Among the smaller objects presented to the pupil of the eye, that which is closest to it, will be least appreciable to the eye. And at the same time, the experiments here made with the power of sight, show that it is not reduced to speck if the &c  448 .
Read in the margin.
Those objects are seen largest which come to the eye at the largest angles.
But the images of the objects conveyed to the pupil of the eye are distributed to the pupil exactly as they are distributed in the air: and the proof of this is in what follows; that when we look at the starry sky, without gazing more fixedly at one star than another, the sky appears all strewn with stars; and their proportions to the eye are the same as in the sky and likewise the spaces between them .
141:446 20 and fol.: Telescopes were not in use till a century later. Compare No. 910 and page 136.
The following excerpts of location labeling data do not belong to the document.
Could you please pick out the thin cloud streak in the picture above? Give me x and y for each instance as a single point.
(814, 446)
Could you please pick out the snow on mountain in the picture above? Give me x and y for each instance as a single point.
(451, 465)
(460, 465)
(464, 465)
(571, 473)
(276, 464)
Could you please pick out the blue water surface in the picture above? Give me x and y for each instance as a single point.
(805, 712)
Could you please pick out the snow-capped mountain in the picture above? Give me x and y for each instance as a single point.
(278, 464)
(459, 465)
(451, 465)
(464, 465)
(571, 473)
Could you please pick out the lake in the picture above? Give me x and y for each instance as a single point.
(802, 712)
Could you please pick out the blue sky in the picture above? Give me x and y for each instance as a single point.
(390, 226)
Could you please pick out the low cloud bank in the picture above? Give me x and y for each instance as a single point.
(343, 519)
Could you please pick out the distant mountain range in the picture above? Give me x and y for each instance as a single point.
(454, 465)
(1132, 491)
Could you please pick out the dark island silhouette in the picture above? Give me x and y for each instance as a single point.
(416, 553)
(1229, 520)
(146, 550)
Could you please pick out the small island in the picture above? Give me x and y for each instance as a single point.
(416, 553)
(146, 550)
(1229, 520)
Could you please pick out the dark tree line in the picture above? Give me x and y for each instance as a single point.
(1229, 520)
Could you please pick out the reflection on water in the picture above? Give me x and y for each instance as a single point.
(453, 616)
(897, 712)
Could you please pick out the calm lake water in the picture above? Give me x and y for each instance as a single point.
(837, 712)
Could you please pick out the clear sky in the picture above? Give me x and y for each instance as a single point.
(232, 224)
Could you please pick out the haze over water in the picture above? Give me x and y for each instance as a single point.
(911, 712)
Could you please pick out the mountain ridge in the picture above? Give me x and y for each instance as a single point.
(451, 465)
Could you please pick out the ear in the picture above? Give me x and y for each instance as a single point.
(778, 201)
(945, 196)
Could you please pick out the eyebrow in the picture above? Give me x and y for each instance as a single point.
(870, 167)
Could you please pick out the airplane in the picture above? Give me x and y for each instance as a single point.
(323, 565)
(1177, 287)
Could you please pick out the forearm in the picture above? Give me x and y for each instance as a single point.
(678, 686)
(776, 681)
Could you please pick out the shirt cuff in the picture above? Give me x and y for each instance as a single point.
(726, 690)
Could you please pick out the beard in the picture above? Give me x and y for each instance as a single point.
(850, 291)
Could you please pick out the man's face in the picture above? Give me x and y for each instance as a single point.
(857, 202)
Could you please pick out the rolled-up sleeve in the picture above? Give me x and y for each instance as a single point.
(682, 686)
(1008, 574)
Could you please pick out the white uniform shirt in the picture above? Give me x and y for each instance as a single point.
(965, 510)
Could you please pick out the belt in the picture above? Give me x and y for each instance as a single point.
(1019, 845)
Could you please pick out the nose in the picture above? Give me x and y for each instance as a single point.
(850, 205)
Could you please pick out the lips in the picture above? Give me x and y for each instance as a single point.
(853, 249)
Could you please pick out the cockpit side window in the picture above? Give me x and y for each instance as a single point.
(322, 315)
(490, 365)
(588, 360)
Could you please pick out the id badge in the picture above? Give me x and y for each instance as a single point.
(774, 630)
141:447 23: libro 113. This is perhaps the number of a book in some library catalogue. But it may refer, on the other hand, to one of the 120 Books mentioned in No. 796. l. 84.
141:448 32: Compare with this the passage in Vol. I, No. 52, written about twenty years earlier.
141:449 : 9. 32. in margine: lines 34-61 are, in the original, written on the margin and above them is the diagram to which Leonardo seems to refer here.